Roosevelt was one of the most prolific writers ever to serve as President of the United States, penning more than 40 books in his 60 years, several of which were at least partially completed while sitting at a modest desk at the Elkhorn Ranch.

In a letter to his sister Anna dated March 28, 1886, TR wrote about the happenings at the ranch and hunting for prairie chickens and deer.

“The rest of the time I read or else work at Benton, which is making very slow progress; writing is to me intensely irksome work,” he wrote.

Roosevelt was referring to writing his 1886 biography of Senator Thomas Hart Benton. In his letter, he also described the sitting room that he used as a study, with its “great fireplace and a rocking chair”.

Duey Marthaller’s reproduction desk will be the first piece of furniture in the Elkhorn Ranch Cabin replica being built this summer on the TR Presidential Library site in Dickinson, N.D.

Marthaller is a retired civil engineer and avid woodworker. Mostly he builds furniture for family members, like the vintage style bed he is currently working on for his grandson. He also does wood turning, creating stunning bowls and other items that showcase the natural beauty of the wood grain.

His inspiration for building the desk came after he and Char had dinner with Joe Wiegand, a nationally-acclaimed first-person interpreter who portrays Roosevelt in Medora, N.D., each summer.

“He is so committed to his work. I thought, ‘I should build him something related to TR,’” Marthaller said. “And then I thought of the desk.”

But, he didn’t build just one; he built four exact replicas this winter in his Mandan, N.D., shop.

“He always builds more than one,” laughed Char.

TR’s original writing desk is among the furnishings in the Maltese Cross Cabin at Theodore Roosevelt National Park (TRNP). To build the reproduction desks, the Marthallers first spent some time there taking meticulous measurements and numerous photographs.

“The desk appears to have been handmade,” Marthaller said. “This is not a factory piece.”

He came to this conclusion partly because of minor inconsistencies in the manufacture of the desk itself. For example, a section of the underside of the desk was worked with a hand planer to make the boards thinner, but this plan was apparently abandoned by the builder when he realized additional planing might compromise the sturdiness of the piece.

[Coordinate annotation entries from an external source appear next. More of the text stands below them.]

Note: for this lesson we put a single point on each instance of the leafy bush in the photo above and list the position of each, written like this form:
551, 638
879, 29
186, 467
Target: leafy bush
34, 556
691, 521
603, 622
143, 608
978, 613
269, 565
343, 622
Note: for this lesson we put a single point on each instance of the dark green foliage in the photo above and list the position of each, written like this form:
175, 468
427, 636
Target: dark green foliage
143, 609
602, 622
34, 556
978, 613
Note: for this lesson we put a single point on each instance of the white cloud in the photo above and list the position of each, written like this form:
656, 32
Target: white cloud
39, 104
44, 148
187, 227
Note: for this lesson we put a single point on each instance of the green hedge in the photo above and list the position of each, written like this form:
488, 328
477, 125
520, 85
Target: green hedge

Also, if the lid of the desk is opened too far, it will hit the front lip close to the hinges. There is evidence that the lid was broken and repaired because of this minor design flaw.

Marthaller also noted the flimsily constructed inner shelves, which are merely nailed together and sit inside the writing desk, almost as an afterthought.

These idiosyncrasies aside, Marthaller marveled at the skill of the original builder.

“The overall quality of the craftsmanship is superior, especially when considering it was likely built using hand tools without electricity,” he said.

Although Marthaller opted to use modern tools to build the reproductions, he paid close attention to every feature of the original, including the partial hand-planing on the underside of the desk.

Much of the wood Marthaller used to construct the replica desks dates from the time period the original was built. He crafted the sides of the desk from pews that were reclaimed from a church in Enderlin, N.D., and used reclaimed columns from a Mott, N.D., church for the legs.

“It is important to use reclaimed lumber if possible in reproduction pieces because the grain of the wood is tight and straight, just as lumber from that time period would have been,” Marthaller said.

His meticulous attention to creating an exact replica shows in every detail, including the hasp that sits just slightly off center on the desk lid and the final finish which is stained, shellacked, and hand-rubbed with paste wax.

The Theodore Roosevelt Presidential Library Foundation is beginning construction of the Elkhorn Ranch cabin replica this summer and, when construction is complete, the desk that Duey Marthaller built will be placed carefully in the study.

As for the other three, the Marthallers gave one to Joe Wiegand, one to the Theodore Roosevelt Medora Foundation, and one to the National Park. TRNP intends to replace the fragile original in the Maltese Cross Cabin with the replica and place the original in storage for its preservation.